Following last week’s big news about the re-interment of 15th century King Richard III, the Independent newspaper reported that Leicester University will change its name to King Richard University. The story held that the change is a bid to capitalise on the discovery of the bones of Richard III in that city. "The proposal will be debated by the university’s Senate next month," the Indy claimed. "It is expected to agree to the institution formally being rechristened as King Richard University from September 2016."
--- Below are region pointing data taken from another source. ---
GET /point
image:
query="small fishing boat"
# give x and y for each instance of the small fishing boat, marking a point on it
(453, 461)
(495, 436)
Traditionally an accomplished April Fooler, the Guardian produced a fine effort about the TV personality Jeremy Clarkson, who made his reputation, and a small fortune, out of being a boorish, xenophobic, misogynistic, climate-change-denying, anti-intellectual presenter of Top Gear, the BBC’s laddish motor show. Clarkson was just sacked for thumping the show’s producer for not laying on a full steak dinner after a long day’s filming. The Guardian had it that Clarkson had not only repented but signed up to the paper’s anti-fossil fuel campaign. They videoed a rather unconvincing lookalike communing with the editor and even practising his new-found devotion to Mindfulness in the newspaper office’s Meditation Room. Their story was by-lined Daisy Pofallor. Think anagram.
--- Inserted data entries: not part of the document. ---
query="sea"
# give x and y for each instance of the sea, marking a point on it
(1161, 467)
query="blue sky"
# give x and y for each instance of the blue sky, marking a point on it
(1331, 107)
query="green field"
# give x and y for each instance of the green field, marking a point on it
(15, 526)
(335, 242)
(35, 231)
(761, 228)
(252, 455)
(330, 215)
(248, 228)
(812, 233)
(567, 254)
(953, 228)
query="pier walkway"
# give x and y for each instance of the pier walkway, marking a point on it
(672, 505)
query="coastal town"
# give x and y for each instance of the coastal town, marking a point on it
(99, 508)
We saw a few more besides. Good taste and clever creativity are part of the formula for a decent April Fool spoof, so one tabloid’s story about the fatal shooting of the Easter bunny failed on all counts. The looming British parliamentary General Election deserved a better joke that another tabloid’s report, complete with photoshopped pictures, that Labour Party leader Milliband had dyed his hair blond (Ed Milliblond—geddit?). A better attempt came from the normally humourless Daily Express with news of a major UK supermarket’s plan to install trampolines in the aisles, to enable shoppers of minimal stature to reach items on the top shelves.
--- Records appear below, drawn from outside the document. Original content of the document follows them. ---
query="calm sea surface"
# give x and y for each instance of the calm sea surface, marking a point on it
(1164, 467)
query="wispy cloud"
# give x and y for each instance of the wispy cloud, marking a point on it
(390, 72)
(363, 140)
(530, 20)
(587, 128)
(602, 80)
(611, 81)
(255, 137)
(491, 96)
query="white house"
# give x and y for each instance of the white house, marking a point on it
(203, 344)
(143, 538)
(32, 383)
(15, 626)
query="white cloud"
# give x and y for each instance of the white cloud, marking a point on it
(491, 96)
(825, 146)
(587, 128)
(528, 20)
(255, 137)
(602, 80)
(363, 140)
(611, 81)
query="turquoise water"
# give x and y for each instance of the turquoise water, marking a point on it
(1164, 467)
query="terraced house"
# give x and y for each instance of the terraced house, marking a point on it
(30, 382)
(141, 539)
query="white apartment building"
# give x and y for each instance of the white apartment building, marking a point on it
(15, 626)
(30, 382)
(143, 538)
By common agreement, the best-ever spoof came when the BBC fooled the entire UK with their 1957 report on the disastrous Swiss spaghetti harvest. You can still find the clip online. Farmers couldn’t cope with an exceptionally heavy spaghetti crop, given that the harvest had to be laid out to dry in the warm Alpine sun. The eradication of the spaghetti weevil contributed to the bounty. Farmworkers were shown picking strands of the stuff from the trees. It worked; there were phone-calls enquiring about where one could buy a spaghetti bush. Pasta would not have been so well-known in Fifties Britain and broadcast TV was in its infancy. Nobody seemed to notice that the story was set in Switzerland, not Italy.
April Fool’s Day is surely a welcome sign of Spring, like sun-drenched daffodils in London parks, (that’s no April Fool, but the forecast’s for rain later) amber warnings of snow and ice across the rest of the UK (that wasn’t an April Fool either), and, with the election coming, a letter from over 100 business leaders to the Tory-supporting Telegraph lauding the Conservatives’ plans for further austerity (that might have been an April Fool—who ever saw that coming?). As we look to the light than shines on us all on Easter Day, it’s surely wonderful to do so with a smile.
David Stewart, S.J., is America’s London correspondent.